Has the film been shot on film or digital? Which camera was used? What was the maximum camera set up used?

We have shot the whole film on digital as it is an easier format and RGV prefers the digital look. 90 per cent of the film is shot on Red Epic and 5D. Red Epic has been used more. We have used a 4 -5 camera set up depending on the requirement of the shot, like there was a multi – camera set up for the first shot, the high sea chapter.


Burning the midnight oil

How have you used lights to treat the various scenes?

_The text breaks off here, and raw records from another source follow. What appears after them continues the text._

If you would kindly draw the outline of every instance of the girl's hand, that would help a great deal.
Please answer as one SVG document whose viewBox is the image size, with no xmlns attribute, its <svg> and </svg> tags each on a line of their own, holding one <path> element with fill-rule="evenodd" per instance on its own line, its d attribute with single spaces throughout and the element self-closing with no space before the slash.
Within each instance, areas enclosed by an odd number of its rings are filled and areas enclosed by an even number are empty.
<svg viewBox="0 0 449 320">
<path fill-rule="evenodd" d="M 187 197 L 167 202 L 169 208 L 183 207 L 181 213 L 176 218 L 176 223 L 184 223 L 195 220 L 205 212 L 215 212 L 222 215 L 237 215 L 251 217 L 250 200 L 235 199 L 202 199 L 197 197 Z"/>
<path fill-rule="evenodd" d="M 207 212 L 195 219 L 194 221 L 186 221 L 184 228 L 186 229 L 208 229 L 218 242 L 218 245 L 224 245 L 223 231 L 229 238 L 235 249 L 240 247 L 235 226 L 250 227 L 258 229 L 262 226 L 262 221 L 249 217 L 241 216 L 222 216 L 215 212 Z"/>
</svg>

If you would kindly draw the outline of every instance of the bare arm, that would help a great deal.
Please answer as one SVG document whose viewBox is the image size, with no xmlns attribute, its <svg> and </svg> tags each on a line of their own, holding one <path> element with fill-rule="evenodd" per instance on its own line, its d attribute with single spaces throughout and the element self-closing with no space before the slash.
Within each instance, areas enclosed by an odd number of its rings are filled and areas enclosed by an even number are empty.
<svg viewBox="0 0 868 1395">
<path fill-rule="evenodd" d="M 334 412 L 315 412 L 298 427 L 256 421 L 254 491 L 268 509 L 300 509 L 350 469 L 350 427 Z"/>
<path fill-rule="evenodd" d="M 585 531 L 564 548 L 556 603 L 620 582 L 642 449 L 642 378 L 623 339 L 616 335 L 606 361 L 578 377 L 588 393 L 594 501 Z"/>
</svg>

H – We wanted the film to look very natural so we have tried to use available sources of light like street lamps, lights from shops etc. We have tried to mimic the effects in our scenes. Around 85% artificial lights were used but they have been used in a manner which looks real and natural.

R – We used basic lights like HMIs, kinos etc. The most difficult part was shooting at CST. Most of the shoot has taken place in the night, so it was challenging in terms of the lighting and hues. For CST, we had permission to shoot only between 11.30p.m. to 4.30 a.m. and would just get around an hour to light up the entire 5000 – 6000 sq feet area. For shots in Leopold, since we had to capture the ambiance, we did a rough shoot a day prior to the actual shoot wherein we took photos, analyzed them and accordingly lit the place.

What technique have you’ll adopted to treat the action scenes with the bloodshed and the emotional scenes?

H – Through this film RGV wanted to show people the things that no one has seen, that not many know about. His main purpose was to try and show what the victims must have gone through and what happened at the various places. We have shown some bloodshed because we wanted people to feel the emotions. The first half shows bloodshed but the latter half focuses on Kasab’s character, how he was interrogated, how information was obtained from him and so on. Every scene has a different treatment. Sometimes it’s a tight close – up of people while at times it is a wide angled shot, depending on the requirement of the situation.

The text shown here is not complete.